C#: Didn't find a correct reverse method, Length and indexed access return wrong results.

Perl: Same problem.

PHP: Does not have an idea of Unicode at all, mbstring has some better working replacements.


I wonder if there is a programming language, which has full and correct Unicode support? What compromises had to be made there to achieve such a thing?

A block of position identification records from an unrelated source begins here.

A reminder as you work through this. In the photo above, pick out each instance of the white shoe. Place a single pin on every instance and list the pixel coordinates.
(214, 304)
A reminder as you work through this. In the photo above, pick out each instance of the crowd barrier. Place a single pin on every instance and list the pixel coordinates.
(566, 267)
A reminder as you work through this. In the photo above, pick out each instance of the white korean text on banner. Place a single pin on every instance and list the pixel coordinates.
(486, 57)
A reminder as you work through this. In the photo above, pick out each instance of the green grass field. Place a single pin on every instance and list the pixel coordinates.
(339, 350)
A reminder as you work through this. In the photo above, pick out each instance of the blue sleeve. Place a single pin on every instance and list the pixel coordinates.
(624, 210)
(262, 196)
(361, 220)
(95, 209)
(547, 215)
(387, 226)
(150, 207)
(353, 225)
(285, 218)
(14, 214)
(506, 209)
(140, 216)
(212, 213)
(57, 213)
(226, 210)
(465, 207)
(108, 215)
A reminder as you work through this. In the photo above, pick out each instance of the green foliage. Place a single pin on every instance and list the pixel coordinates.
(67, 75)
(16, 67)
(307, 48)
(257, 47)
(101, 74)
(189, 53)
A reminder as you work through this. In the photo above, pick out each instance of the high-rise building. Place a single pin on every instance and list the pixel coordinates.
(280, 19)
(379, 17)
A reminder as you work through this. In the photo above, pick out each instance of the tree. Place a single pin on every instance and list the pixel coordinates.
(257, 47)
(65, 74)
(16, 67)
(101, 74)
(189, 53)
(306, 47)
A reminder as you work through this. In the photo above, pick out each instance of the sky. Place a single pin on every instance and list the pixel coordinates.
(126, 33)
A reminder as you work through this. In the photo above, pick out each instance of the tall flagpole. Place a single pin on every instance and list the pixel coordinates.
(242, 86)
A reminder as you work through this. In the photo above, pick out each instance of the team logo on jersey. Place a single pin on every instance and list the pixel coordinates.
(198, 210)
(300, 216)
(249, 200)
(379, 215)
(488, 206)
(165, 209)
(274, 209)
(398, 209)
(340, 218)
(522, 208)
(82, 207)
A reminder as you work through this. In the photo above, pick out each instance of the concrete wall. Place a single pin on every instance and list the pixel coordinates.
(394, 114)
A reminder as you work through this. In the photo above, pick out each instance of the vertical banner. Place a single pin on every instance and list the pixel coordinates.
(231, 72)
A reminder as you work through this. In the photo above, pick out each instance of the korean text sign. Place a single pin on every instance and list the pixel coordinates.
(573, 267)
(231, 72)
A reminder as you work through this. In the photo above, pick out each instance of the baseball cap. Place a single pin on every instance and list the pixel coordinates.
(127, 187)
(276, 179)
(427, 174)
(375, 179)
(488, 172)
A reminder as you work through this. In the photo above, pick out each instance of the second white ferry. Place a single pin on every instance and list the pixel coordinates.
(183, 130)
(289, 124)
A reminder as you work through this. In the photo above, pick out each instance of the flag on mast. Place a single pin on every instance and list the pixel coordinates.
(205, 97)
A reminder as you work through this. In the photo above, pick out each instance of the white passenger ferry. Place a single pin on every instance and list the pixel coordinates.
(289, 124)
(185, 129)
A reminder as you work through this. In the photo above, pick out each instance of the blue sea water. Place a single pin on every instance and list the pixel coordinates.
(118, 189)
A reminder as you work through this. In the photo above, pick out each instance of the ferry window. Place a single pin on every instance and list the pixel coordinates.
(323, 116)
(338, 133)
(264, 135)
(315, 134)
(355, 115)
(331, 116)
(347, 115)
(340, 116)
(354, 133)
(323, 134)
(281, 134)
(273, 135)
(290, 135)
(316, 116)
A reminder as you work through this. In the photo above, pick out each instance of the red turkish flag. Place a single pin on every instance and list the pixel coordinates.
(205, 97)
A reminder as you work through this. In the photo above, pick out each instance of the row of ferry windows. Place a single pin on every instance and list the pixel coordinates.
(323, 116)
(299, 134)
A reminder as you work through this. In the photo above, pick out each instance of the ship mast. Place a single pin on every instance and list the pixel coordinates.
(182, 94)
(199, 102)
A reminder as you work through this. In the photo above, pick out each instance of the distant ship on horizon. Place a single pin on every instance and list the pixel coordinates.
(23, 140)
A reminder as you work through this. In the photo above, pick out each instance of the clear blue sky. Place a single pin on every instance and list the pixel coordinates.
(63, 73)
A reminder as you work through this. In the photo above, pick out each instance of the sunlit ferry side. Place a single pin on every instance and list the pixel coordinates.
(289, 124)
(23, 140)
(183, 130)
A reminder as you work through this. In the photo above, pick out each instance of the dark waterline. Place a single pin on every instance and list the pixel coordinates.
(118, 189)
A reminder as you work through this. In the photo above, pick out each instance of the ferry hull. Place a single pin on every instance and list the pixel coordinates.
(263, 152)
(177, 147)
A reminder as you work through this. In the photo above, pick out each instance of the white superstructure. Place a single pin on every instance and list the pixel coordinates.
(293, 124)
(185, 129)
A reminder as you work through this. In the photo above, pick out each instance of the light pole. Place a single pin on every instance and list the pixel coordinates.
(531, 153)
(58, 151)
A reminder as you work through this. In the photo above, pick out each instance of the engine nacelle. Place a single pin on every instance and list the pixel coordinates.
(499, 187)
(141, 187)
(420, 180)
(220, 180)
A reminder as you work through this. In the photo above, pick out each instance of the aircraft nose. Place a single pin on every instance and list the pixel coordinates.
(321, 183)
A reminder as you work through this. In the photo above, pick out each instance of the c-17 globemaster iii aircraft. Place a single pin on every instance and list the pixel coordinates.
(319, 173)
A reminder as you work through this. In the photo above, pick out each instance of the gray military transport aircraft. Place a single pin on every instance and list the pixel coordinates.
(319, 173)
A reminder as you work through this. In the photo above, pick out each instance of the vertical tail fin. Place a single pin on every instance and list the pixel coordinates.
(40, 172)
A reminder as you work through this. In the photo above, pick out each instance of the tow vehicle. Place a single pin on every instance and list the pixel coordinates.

  • More complex algorithms?
  • Higher memory consumption?
  • Slower performance?

How was it implemented internally?

  • Array of Ints, Linked Lists, etc.
  • Additional buffering

I saw that Python 3 had some pretty big changes in this area. How close is Python 3 now to a correct implementation?


Solution

  • Thought this is 10 years old question,...

    Yes. Swift does.

    • Basic string type String performs all character handling at Unicode "Grapheme Cluster" level. Therefore you are enforced to perform every text mutating operations in "Unicode-correct" manner at "human-perceived character" level.

    • The String type is abstracted data type and does not expose its internal representations, but it has interfaces to access Unicode Scalar Values and Unicode Code Units for all of UTF-8, UTF-16, UTF-32 encodings.

    • It also stores breadcrumbs to provide offset conversion between UTF-8 and UTF-16 in amortized O(1) time.

    • Character type also provide decomposition into Unicode Scalar Values.

    • Character type has multiple character classification methods that are based on Unicode semantics. For example, Character.isNewline returns true for all new-lines strings including LF,VT,FF,CR,CR-LF,NEL, ... that are defined in Unicode standard.

    • Though it's abstracted, Swift 5.x internally stores strings in UTF-8 encoded form by default. It's possible to access them in strict O(1) time so you can use UTF-8 based functions without sacrificing performance.

    • "Unicode" in Swift covers "all" characters defined in Unicode standard and not limited to BMP.

    • String, Character and all of their derived view types like UTF8View, UTF16View, UnicodeScalarView conform BidirectionalCollection protocol, so you can iterate components bi-directionally in all supported segmentation levels. They all share same index type so indices obtained from one view can be used on another view if they points correct Grapheme Cluster boundaries.